We can close this one out. Thank you!

jonathan-innis commented 9 months ago

Glad to hear fixing the policy resolved the issue. We're working on getting that fix merged in the EKS blueprints repo so that less users hit this in the future.

vstthomas commented 9 months ago

This one has regressed; just noticed another siting today:

{"level":"ERROR","time":"2024-01-30T23:03:19.803Z","logger":"controller.pricing","message":"retreiving on-demand pricing data, UnrecognizedClientException: The security token included in the request is invalid\n\tstatus code: 400, request id: 6c87f8cb-5104-40de-9063-39184170652f; UnrecognizedClientException: The security token included in the request is invalid\n\tstatus code: 400, request id: 413339af-7dad-4baf-a48f-ae5799bb87a7","commit":"1072d3b"}

Reproduction https://github.com/VivSoftOrg/reproduction/tree/karpenter-iam

github-actions[bot] commented 8 months ago

This issue has been inactive for 14 days.
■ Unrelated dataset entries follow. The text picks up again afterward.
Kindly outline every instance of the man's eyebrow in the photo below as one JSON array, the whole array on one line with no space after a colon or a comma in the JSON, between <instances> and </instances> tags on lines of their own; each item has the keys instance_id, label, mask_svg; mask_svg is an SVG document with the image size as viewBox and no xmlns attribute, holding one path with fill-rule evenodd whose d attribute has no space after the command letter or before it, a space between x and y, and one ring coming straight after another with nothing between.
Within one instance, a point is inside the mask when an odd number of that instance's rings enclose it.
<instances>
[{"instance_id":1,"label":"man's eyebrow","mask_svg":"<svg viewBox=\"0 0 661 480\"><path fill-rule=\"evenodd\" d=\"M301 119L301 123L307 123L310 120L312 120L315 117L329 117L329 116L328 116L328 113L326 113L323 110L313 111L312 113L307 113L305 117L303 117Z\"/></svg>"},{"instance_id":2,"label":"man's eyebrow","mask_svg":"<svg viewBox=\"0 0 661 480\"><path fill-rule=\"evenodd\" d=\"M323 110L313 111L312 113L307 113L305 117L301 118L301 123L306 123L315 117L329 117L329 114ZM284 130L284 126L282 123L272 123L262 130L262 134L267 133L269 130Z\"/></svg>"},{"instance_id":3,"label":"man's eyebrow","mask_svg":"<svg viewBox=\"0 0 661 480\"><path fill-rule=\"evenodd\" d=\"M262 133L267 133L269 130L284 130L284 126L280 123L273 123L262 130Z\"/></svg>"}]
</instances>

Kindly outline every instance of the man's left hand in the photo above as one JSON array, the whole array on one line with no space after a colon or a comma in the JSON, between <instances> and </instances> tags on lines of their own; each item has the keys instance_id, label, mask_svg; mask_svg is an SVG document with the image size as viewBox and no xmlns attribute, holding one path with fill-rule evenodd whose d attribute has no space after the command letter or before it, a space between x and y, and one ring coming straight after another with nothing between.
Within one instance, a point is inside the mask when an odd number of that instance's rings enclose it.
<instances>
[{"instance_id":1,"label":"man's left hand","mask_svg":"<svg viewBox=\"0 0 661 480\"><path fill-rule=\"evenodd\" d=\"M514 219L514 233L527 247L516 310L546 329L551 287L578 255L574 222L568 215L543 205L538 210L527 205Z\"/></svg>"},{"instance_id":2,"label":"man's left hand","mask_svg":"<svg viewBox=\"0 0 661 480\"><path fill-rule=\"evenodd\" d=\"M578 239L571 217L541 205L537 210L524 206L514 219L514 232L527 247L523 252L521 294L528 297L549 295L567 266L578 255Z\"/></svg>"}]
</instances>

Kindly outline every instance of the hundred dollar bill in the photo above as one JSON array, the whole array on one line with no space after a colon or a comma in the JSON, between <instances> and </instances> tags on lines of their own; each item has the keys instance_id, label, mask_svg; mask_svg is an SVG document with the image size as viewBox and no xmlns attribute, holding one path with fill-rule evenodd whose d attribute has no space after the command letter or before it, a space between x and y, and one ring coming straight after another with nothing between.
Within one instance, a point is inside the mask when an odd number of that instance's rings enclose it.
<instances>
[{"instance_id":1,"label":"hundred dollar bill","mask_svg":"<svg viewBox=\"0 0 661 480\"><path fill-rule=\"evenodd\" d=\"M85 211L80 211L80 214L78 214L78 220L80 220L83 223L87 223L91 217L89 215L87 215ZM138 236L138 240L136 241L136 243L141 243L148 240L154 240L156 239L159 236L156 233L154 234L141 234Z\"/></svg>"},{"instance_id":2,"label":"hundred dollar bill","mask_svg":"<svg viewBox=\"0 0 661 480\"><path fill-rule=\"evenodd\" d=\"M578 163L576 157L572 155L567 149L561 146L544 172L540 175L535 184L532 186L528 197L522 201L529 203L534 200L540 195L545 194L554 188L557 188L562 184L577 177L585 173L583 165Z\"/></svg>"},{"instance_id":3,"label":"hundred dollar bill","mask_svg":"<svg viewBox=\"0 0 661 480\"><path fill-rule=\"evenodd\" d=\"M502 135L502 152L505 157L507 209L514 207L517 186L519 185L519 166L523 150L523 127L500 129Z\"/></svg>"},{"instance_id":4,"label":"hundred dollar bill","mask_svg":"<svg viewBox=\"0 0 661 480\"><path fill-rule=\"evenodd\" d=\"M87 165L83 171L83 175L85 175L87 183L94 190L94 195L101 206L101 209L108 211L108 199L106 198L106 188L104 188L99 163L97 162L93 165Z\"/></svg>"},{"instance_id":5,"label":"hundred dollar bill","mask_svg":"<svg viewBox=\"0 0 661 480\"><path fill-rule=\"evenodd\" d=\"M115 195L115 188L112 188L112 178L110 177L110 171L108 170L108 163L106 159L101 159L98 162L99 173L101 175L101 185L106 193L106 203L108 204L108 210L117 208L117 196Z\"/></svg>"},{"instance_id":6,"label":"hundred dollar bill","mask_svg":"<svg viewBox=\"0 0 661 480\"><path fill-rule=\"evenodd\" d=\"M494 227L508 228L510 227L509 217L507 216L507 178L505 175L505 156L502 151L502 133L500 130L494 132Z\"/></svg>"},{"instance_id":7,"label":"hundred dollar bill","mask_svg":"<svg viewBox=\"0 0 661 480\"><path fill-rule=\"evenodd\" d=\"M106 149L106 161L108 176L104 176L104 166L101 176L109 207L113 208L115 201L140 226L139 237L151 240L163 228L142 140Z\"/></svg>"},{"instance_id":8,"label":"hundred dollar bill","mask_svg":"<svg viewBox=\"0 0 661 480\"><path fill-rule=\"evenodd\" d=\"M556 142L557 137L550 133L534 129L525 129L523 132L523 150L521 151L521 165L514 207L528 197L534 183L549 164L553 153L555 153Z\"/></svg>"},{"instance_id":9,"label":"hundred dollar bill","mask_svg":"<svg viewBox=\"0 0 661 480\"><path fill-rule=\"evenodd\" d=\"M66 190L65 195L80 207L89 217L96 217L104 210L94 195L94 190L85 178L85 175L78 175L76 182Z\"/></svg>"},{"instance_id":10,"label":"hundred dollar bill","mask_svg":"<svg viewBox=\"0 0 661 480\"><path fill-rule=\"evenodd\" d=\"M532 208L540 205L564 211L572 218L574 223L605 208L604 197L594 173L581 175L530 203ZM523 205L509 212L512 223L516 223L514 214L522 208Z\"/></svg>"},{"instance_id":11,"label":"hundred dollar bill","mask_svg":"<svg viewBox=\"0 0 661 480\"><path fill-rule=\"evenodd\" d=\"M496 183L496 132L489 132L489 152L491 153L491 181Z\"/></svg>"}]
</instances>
StaleBot will close this stale issue after 14 more days of inactivity.

vstthomas commented 8 months ago

bump

ntman4real commented 8 months ago

same issue here in gov cloud

github-actions[bot] commented 8 months ago

This issue has been inactive for 14 days. StaleBot will close this stale issue after 14 more days of inactivity.

philgladman commented 5 months ago

Getting the same issue as well. In AWS GovCloud, using Karpenter v0.36.0. There are no GovCloud endpoints for the pricing API, so I am assuming thats why there is an error. To get arround this error, we set settings.isolatedVPC: true in the helm chart.

{"level":"ERROR","time":"","logger":"controller.pricing","message":"updating pricing, retreiving on-demand pricing data, UnrecognizedClientException: The security token included in the request is invalid\n\tstatus code: 400, request id: xxxxxxxxxxx; UnrecognizedClientException: The security token included in the request is invalid\n\tstatus code: 400, request id: xxxxxxxxxx","commit":"6b868db"}

Screenshot 2024-05-20 at 1 57 04 PM https://docs.aws.amazon.com/general/latest/gr/billing.html

jonathan-innis commented 3 months ago

There are no GovCloud endpoints for the pricing API, so I am assuming thats why there is an error

When we are trying to hit the pricing API, we go to the us-east-1 endpoint which contains information on the pricing in gov cloud. Assuming that the principal and role that you are using here has permission to make the call cross-region in us-east-1, I don't believe that you should be running into this issue. Karpenter's policy by default does not scope down the region that the principal can make calls from in the pricing API

aceat64 commented 2 months ago

Because GovCloud is in a different partition, it's not possible to create an IAM role with cross-region permissions to us-east-1.

https://docs.aws.amazon.com/whitepapers/latest/aws-fault-isolation-boundaries/partitions.html

You cannot use IAM credentials from one partition to interact with resources in a different partition.

michaelfedell commented 1 week ago

Chiming in to note the same issue for our GovCloud installation.

I think the "baked-in" static pricing data is probably good enough for our use case and avoids the complexity of setting up with iam user credentials for a commercial partition to make the getPricing call dynamically. However, even settling for the static pricing, there does not seem to be a way to configure karpenter to skip any getPricing calls which results in logs cluttered with the ERROR: ... updating pricing, retreiving on-demand pricing data, UnrecognizedClientException messages.

Would it be possible to include a configuration value for skipping the dynamic pricing updates? It seems that the settings.isolatedVPC accomplishes this indirectly based on comments above, but it would be nice to have more direct control over just the pricing update calls.